You can see how having native extensions for time-range filters can simplify your SQL. In databases without specific extensions, we might have utilized time_diff and interval functions, but the resulting SQL would still be more complex than just using a specialized operator.

Joining Tables by Approximate Time

In analytics, while we often work with denormalized tables, joining them with other tables can yield insightful results. Joining on common columns is straightforward, but joining based on time can be far more insightful. However, this is complicated by the fact that events seldom occur at precisely the same microsecond. Issues like clock calibration discrepancies or network latencies can lead to slightly different timestamps in different tables. Moreover, there might be scenarios where one table logs data every second, and another does so every 15 minutes, yet you still need to join them to construct a coherent snapshot of a specific moment in time.
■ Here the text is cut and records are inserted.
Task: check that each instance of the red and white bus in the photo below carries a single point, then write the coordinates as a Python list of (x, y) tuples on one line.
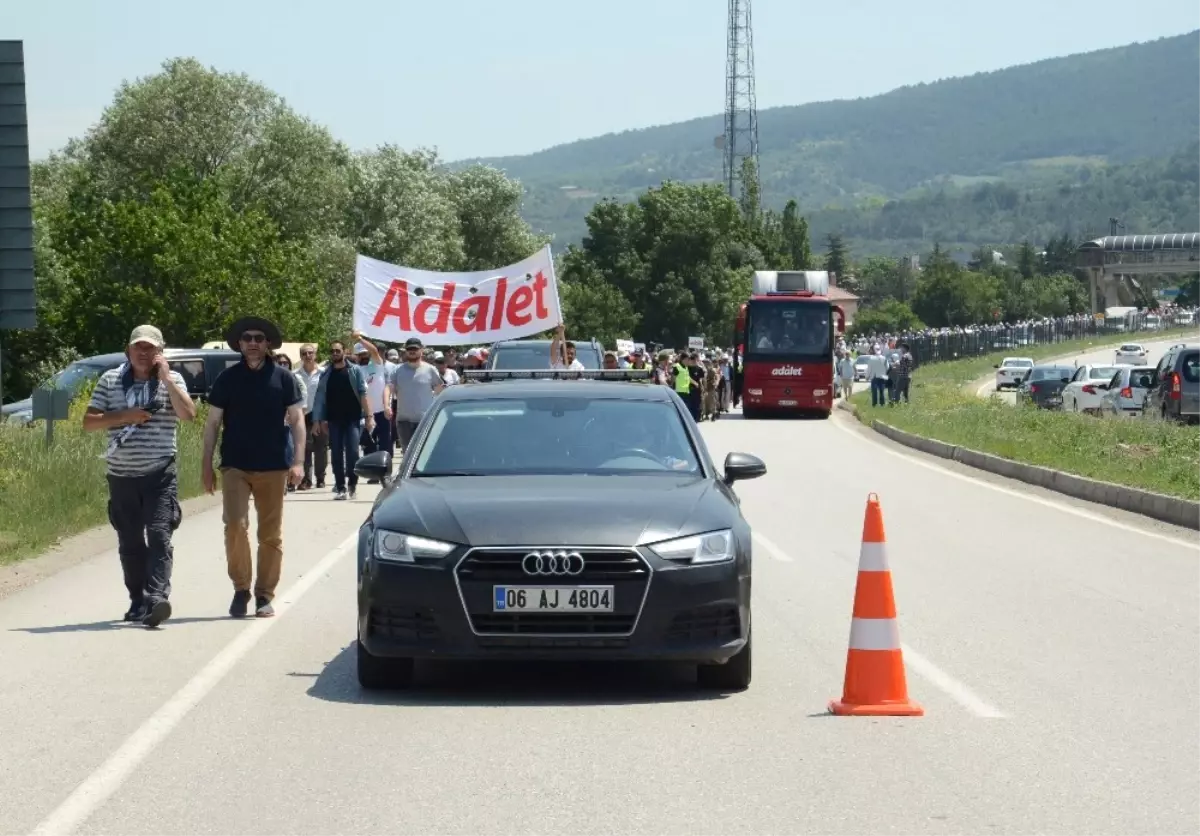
[(784, 344)]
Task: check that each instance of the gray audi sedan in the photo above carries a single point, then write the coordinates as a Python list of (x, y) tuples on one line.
[(556, 519)]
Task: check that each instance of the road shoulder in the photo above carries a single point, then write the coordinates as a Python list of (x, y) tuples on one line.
[(77, 549)]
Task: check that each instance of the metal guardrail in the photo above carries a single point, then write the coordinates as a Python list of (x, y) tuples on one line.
[(993, 338)]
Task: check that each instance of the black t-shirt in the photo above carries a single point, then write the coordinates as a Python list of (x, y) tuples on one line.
[(342, 403), (256, 403)]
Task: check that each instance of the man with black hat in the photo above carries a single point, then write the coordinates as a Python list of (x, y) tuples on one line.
[(417, 384), (255, 403)]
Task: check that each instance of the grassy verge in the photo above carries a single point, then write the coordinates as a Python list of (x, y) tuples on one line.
[(1147, 455), (51, 494)]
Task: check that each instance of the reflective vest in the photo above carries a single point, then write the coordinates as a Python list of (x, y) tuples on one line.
[(683, 379)]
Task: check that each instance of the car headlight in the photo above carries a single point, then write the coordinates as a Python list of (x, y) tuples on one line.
[(700, 548), (396, 547)]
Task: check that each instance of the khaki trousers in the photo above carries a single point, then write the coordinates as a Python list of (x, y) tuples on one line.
[(268, 489)]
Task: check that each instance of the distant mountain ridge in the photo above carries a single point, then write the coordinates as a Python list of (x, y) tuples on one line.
[(1108, 106)]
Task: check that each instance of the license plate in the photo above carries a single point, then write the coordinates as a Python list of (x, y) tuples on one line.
[(552, 599)]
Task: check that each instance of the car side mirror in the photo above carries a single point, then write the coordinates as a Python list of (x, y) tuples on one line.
[(375, 465), (741, 467)]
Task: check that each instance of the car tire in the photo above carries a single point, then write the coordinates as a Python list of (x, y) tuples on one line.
[(383, 674), (732, 675)]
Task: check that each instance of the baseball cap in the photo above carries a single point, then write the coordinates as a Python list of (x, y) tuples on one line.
[(147, 334)]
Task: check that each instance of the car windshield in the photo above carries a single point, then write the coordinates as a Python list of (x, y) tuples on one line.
[(534, 355), (1051, 373), (76, 374), (556, 434)]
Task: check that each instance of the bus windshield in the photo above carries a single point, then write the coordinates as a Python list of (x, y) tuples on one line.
[(789, 330)]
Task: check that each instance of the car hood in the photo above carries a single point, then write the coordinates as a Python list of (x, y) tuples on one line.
[(555, 510)]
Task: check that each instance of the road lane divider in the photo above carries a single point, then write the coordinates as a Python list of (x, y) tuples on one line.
[(102, 785), (875, 684)]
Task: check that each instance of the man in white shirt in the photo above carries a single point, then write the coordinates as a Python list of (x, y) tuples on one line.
[(562, 352)]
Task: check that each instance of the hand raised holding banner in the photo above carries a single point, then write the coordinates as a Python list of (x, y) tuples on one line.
[(394, 302)]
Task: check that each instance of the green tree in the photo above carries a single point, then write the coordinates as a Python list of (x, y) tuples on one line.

Most of the analytical databases we are examining support the ASOF JOIN. This join type, for a given row in one table, finds a matching row in another table that occurred at the same exact moment or, if not available, the closest preceding entry. For databases lacking native ASOF JOIN support, a similar result can be achieved using a lateral join.

QuestDB
PostgreSQL and Timescale
DuckDB
Clickhouse

-- QuestDB provides ASOF JOIN. Since table definition includes
-- the designated timestamp column, no time condition is needed

SELECT t.*, n.*
FROM trades ASOF JOIN news ON (symbol);

-- Postgresql and timescale are the only ones with no ASOF JOIN support,
-- but we can use a LEFT JOIN LATERAL and filter by time using DISTINCT

SELECT t.*, n.*
FROM trades t LEFT JOIN LATERAL (
 SELECT DISTINCT ON (news.symbol) *
    FROM news n1
    WHERE n1.symbol = t.symbol
    AND n1.timestamp <= news.timestamp
    ORDER BY n1.symbol, n1.timestamp DESC LIMIT 1) n

-- DuckDB provides the ASOF JOIN extension

SELECT t.*, n.*
FROM trades t ASOF JOIN news n
  ON t.symbol = n.symbol AND t.timestamp >= n.timestamp;

-- Clickhouse provides the ASOF JOIN extension

SELECT t.*, n.*
FROM trades t ASOF JOIN news n
  ON t.symbol = n.symbol AND n.timestamp <= t.timestamp;

In this scenario, QuestDB, DuckDB, and Clickhouse stand out for their developer-friendliness, extending SQL to accommodate this common requirement. However, there's a nuance with Clickhouse: its ASOF JOIN does not allow using the timestamp column as the sole condition. This limitation works fine for our example but might pose challenges if you need to match all rows in one table with those in another based solely on approximate timestamps.

Time Interval Grouping/Downsampling

Running aggregations over specific time intervals is another fundamental query type in time-series analytics. For instance, analysts might ask:

How many rows are there per second?
Are there any trends in trading volume per minute over the last few hours?
What's the average order amount per country and category on a monthly basis over the last year?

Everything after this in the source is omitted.